De son côté, EDF se veut une nouvelle fois rassurant sur l'impact de l'intrusion : ''La sûreté des installations n'a aucun moment été remise en cause. Les mesures de sécurité qui ont été renforcées en fin d'année 2011 ont permis une détection et une appréhension immédiate de l'auteur de l'intrusion'', a fait valoir l'énergéticien dans un communiqué. Les trois tranches nucléaires, la quatrième étant à l'arrêt pour maintenance, "fonctionnent normalement et la production n'est pas affectée", a ajouté le service communication de la centrale du Bugey.
Même son de cloche de la part du ministère de l'Intérieur, où l'on affirme avoir repéré le militant avant qu'il ne survole le site. "Le parapente à moteur a été détecté très rapidement puis suivi lors de son survol de la centrale. (...) Avant même qu'il ne survole la centrale, nous avions connaissance du fait qu'il s'agissait d'un militant écologiste menant une action médiatique", a déclaré à l'AFP le porte-parole du ministère de l'Intérieur, Pierre-Henry Brandet.
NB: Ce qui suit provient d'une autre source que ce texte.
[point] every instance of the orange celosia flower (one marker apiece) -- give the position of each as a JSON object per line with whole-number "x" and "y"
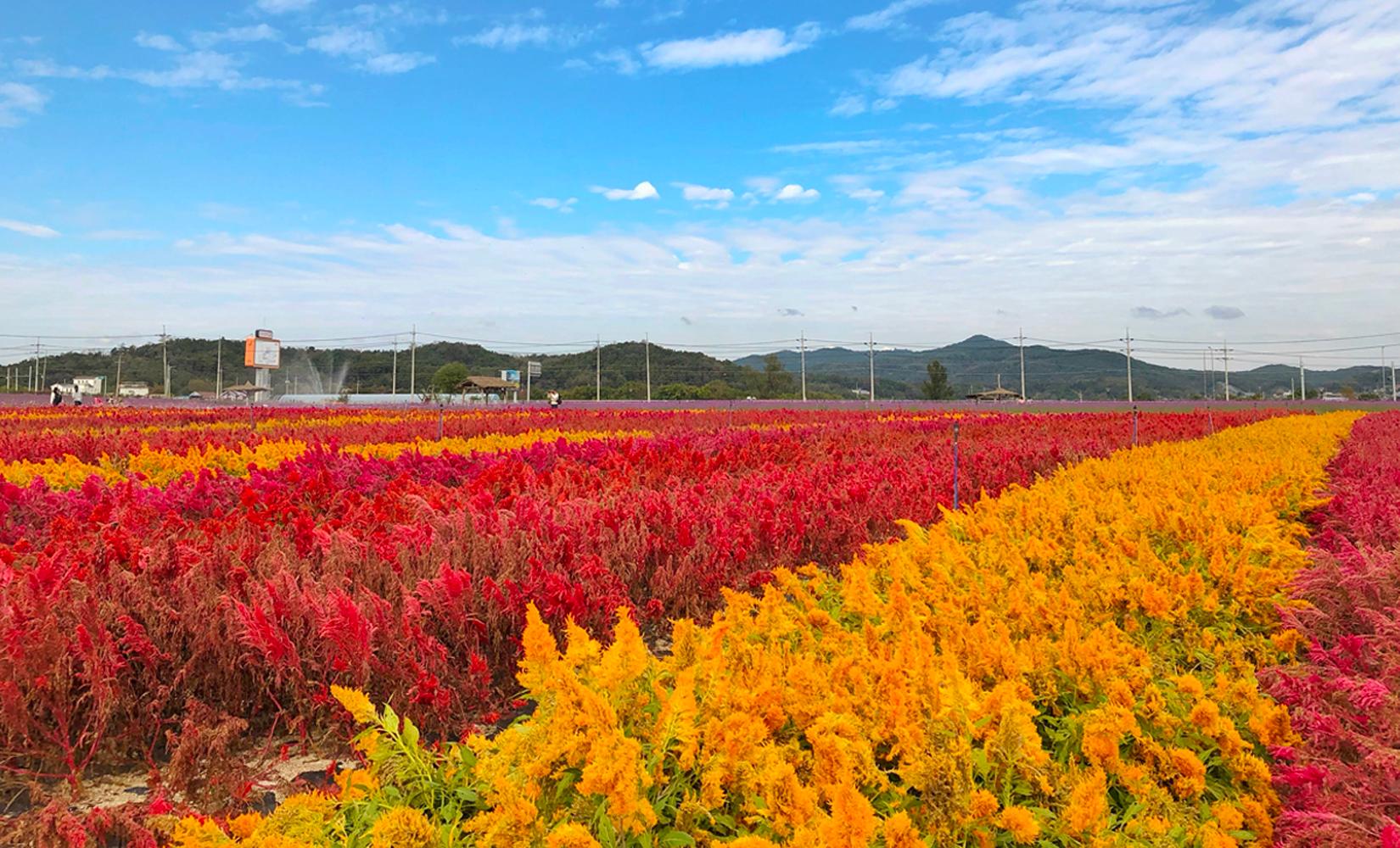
{"x": 1021, "y": 824}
Les deux militants de Greenpeace qui s'étaient introduits en décembre 2011 dans la centrale de Cruas avaient été relaxés le 28 février. Quant aux neuf activistes qui avaient pénétré dans la centrale de Nogent-sur-Seine, le tribunal correctionnel de Troyes (Aube) s'est lui déclaré incompétent le 21 février, renvoyant l'affaire au parquet.